Deden wij in voorgaande jaren regelmatig verslag van honden en kakkerlakken, deze reis moet ik toch iets schrijven over ratten.
De honden die we tegen komen zijn sloom en kakkerlakken hebben we nog niet gezien, maar laat ik dat afkloppen.

India kent vele religies en evenzoveel goden of figuren die vereerd worden. Voor mij is het onmogelijk om ze uit elkaar te houden, laat staan te begrijpen waarom ze aanbeden worden, maar alah, ieder z’n ding zullen we maar zeggen. Met respect en oprechte interesse horen we altijd de verhalen aan als ze ons verteld worden.

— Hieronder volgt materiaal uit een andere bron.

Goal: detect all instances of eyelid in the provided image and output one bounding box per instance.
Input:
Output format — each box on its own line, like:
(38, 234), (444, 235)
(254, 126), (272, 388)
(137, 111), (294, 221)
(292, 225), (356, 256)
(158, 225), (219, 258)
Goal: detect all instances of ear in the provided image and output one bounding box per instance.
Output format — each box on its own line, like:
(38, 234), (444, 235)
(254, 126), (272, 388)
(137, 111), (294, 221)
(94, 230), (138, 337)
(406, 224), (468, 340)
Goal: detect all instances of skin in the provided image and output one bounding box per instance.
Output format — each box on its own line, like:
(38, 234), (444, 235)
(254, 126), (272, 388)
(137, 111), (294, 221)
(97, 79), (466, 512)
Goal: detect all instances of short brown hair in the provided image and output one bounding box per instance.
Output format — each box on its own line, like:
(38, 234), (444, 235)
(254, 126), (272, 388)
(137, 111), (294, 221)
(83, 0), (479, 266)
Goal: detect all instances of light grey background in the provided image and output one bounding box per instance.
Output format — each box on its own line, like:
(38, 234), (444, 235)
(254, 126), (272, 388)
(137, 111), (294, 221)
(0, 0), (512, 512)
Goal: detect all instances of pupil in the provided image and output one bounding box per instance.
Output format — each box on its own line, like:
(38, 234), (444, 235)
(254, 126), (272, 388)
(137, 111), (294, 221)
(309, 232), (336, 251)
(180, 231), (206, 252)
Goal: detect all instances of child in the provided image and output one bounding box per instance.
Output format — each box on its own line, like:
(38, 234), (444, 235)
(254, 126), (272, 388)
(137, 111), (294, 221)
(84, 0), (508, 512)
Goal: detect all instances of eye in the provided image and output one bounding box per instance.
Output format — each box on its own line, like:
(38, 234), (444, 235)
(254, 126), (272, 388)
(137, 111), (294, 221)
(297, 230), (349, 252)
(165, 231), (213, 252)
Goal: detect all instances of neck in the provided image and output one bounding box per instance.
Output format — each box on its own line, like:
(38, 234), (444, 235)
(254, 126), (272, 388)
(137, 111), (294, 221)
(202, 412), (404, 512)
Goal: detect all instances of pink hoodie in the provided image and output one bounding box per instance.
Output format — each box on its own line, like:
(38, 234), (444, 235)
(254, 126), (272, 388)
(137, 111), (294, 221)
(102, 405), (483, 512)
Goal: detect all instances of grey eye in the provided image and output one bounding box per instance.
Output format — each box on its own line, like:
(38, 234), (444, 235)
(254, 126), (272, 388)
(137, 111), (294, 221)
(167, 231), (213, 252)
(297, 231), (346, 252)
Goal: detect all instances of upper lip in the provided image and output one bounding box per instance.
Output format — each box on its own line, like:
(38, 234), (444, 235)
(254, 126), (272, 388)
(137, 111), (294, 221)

Maar in Deshnok, 32 km ten zuiden van Bikaner staat zelfs voor Indiase begrippen een bijzondere tempel. De Karni Mata Tempel. Daar worden de nazaten van Karni Mata in de vorm van kabas (ratten) uitstekend verzorgd om de godin te eren.

Uit voorzorg heb ik een extra paar dikke sokken meegenomen. Ik ben heel blij als de schoenenbewaarder mij een paar badsloffen te leen geeft.

Gelukkig valt de hoeveelheid ratten mee. Er loopt er niet één over mijn voeten en we moeten toegeven dat we ze eigenlijk best wel schattig vinden. Eric maakt met de GoPro camera leuke opnames van ratten die melk drinken uit een grote schaal.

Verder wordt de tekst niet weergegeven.